As she boarded the bus to West Point, Kimmie Mignone had no idea what she was about to experience. It was a beautiful day, sunny and what people would describe as “perfect soccer weather”. Mignone, a rising senior captain of the Montclair State Women’s Soccer team, was preparing to play in her final spring game as a Red Hawk against Army. The New York native was jumpy with excitement; the team had been playing well, she had been playing well and she was ready to prove that a Division III state school could roll with the “big dogs” of Division I women’s soccer. What Mignone was not aware of at the time, was the sacrifice it would take to come out on top.

Mignone (10) controls the ball against an opponent.

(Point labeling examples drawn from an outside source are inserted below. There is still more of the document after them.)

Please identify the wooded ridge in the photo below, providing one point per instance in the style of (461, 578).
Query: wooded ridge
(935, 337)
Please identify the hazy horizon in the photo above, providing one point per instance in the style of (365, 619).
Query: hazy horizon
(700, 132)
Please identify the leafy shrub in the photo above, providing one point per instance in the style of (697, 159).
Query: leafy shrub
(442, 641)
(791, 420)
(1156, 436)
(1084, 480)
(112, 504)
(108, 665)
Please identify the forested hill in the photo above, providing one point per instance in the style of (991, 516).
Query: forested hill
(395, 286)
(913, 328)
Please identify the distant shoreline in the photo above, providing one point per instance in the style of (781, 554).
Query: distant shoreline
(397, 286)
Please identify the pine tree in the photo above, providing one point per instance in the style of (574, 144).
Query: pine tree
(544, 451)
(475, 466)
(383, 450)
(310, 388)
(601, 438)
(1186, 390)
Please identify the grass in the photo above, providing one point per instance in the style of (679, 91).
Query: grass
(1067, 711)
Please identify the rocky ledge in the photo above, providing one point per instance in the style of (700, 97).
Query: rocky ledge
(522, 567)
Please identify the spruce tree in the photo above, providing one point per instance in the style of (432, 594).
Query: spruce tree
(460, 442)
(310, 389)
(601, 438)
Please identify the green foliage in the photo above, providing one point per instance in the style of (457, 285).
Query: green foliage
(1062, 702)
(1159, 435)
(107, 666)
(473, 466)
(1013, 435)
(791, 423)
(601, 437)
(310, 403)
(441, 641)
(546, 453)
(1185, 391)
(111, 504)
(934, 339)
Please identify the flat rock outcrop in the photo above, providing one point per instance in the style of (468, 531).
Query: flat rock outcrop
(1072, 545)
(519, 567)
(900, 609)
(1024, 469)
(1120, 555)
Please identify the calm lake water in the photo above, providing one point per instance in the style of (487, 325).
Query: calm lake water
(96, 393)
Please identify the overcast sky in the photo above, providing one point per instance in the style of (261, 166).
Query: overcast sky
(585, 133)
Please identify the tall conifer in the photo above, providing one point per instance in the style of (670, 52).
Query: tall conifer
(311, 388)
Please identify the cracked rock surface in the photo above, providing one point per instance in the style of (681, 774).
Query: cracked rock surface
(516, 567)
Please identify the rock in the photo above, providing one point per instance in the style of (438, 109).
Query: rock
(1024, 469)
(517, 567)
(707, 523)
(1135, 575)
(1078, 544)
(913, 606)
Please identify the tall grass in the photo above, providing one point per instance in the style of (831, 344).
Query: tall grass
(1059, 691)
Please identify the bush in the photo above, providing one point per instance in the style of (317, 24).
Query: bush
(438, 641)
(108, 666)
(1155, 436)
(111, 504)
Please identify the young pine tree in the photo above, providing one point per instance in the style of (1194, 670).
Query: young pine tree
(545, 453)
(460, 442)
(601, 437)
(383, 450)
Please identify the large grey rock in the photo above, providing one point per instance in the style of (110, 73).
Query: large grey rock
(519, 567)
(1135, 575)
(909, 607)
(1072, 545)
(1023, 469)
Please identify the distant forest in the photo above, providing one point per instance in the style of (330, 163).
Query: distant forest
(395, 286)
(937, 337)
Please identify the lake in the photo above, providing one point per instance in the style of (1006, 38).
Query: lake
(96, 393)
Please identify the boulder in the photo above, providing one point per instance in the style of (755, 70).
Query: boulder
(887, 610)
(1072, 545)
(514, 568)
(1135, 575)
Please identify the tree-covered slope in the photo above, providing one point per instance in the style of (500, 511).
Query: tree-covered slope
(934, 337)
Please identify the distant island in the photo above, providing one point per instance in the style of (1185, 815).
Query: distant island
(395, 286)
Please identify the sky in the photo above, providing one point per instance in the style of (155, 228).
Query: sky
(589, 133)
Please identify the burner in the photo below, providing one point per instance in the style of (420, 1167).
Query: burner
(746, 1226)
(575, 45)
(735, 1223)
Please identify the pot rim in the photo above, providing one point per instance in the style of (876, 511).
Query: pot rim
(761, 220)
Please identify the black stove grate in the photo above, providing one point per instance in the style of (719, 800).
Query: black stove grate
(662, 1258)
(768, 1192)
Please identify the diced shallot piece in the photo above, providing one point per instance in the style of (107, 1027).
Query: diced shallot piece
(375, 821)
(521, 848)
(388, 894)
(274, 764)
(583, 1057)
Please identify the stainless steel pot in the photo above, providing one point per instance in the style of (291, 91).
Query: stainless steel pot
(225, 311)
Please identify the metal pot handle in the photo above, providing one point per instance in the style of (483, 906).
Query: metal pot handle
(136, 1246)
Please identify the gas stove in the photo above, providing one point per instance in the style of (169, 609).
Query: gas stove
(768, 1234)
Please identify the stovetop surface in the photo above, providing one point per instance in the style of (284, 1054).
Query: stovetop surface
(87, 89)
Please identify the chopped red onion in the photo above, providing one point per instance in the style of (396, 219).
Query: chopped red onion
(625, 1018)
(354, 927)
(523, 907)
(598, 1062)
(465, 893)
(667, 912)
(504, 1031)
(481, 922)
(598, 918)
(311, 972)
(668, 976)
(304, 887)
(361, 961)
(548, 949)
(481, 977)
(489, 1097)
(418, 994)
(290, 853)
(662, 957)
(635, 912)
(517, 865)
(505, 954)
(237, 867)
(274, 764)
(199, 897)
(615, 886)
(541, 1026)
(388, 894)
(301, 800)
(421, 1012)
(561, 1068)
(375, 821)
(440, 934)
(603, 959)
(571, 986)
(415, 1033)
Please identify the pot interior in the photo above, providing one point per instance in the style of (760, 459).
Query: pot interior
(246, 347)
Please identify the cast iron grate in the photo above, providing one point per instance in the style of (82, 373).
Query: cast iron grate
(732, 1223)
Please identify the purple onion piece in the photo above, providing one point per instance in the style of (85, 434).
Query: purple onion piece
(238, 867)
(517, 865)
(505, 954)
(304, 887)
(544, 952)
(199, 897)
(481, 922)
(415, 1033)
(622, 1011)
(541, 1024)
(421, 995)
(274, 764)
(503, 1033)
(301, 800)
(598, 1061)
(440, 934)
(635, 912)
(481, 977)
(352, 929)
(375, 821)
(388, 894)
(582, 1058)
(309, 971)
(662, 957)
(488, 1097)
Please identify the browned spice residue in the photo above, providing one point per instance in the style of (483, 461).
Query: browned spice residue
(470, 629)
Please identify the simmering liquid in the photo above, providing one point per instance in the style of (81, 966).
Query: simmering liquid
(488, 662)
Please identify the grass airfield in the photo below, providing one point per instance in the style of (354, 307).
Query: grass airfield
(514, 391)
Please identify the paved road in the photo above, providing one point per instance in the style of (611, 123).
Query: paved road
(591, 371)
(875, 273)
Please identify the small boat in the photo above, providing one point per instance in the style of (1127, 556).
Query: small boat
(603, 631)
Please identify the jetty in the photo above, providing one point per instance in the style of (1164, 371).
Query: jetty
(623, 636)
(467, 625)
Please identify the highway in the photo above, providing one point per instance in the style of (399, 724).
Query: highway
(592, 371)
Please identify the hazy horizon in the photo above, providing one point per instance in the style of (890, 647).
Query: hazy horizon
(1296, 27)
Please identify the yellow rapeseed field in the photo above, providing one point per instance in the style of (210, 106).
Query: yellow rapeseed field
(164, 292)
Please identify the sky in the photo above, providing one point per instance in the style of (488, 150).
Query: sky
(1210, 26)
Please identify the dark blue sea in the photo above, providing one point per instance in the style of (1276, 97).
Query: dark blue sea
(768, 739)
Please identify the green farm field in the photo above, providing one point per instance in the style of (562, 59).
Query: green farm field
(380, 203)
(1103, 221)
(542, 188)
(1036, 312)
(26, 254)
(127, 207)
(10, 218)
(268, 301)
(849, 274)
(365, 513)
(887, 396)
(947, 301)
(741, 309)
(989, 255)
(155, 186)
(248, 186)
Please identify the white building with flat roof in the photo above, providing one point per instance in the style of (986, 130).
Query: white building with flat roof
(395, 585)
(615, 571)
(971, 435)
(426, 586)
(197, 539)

Throughout her soccer career, Mignone had witnessed her fair share of teammates’ injuries; broken ankles, concussions, ACL tears, and more. She was a member of a team that united around injured kids, drowning them with incessant encouragement until they were finally able to play again. “That’s just what we’re taught to do, it’s what our program is about. You play your hardest for your best friends because you know they would do anything to be on the field with you”, says sophomore midfielder Ashley Koester. In her three years at Montclair, Mignone had never been the “hurt kid” that players rallied around. On April 23rd, 2016, that all changed.

As Mignone’s game-winning shot flew by an airborne West Point goalkeeper, teammates, players, and parents looked around as they heard what sounded like a tree branch snapping. MSU Head Coach Patrick Naughter recognized the situation and immediately sprinted onto the field with Army Athletic trainers close behind. What had sounded like a tree branch, had been the two bones in Mignone’s shin splitting in half. The number 10 on Mignone’s back flattened into the turf as Naughter held her shoulders down, preventing her from seeing what the next few years of her life would be centered around.

From left: Coach Pat Naughter and Erin Sullivan comfort Kimmie Mignone as she receives treatment from EMT’s.

A recovery that typically consists of a cast and a few months of physical therapy was prolonged by any and every complication in the books. Weeks in the Intensive Care Unit were followed by nine surgeries that required months of intensive rehab in order for Mignone to walk normally again. Through the toughest times, the love and support of her family, teammates and coach is what kept her spirits up. Coach Naughter praised his players saying, “I expect that kind of support from our kids. It was really awesome to reaffirm that we have great kids on this team who will be there for each other regardless of what is going on.” Of Naughter, Mignone says, “He went above and beyond for me every day. It was really nice to see people come through for me when I needed it.” Though playing soccer is no longer in her future, she says “My injury has changed me into someone I’m really proud of. It is something that was really good for me even though what happened was really, really bad.” Mignone, now an assistant coach for the women’s program will bring the experience and perspective of not only a veteran player, but of someone who has overcome an extremely traumatic ordeal. Mignone is an inspiration to everyone who knows her; she went through the worst of the worst, and, no matter how much pain she was in, never failed to reciprocate the support she received. With the positive attitude she’s known for, Mignone says, “Care and show compassion for the little things, because you don’t know if it will stay a little thing. You never know what will happen next”.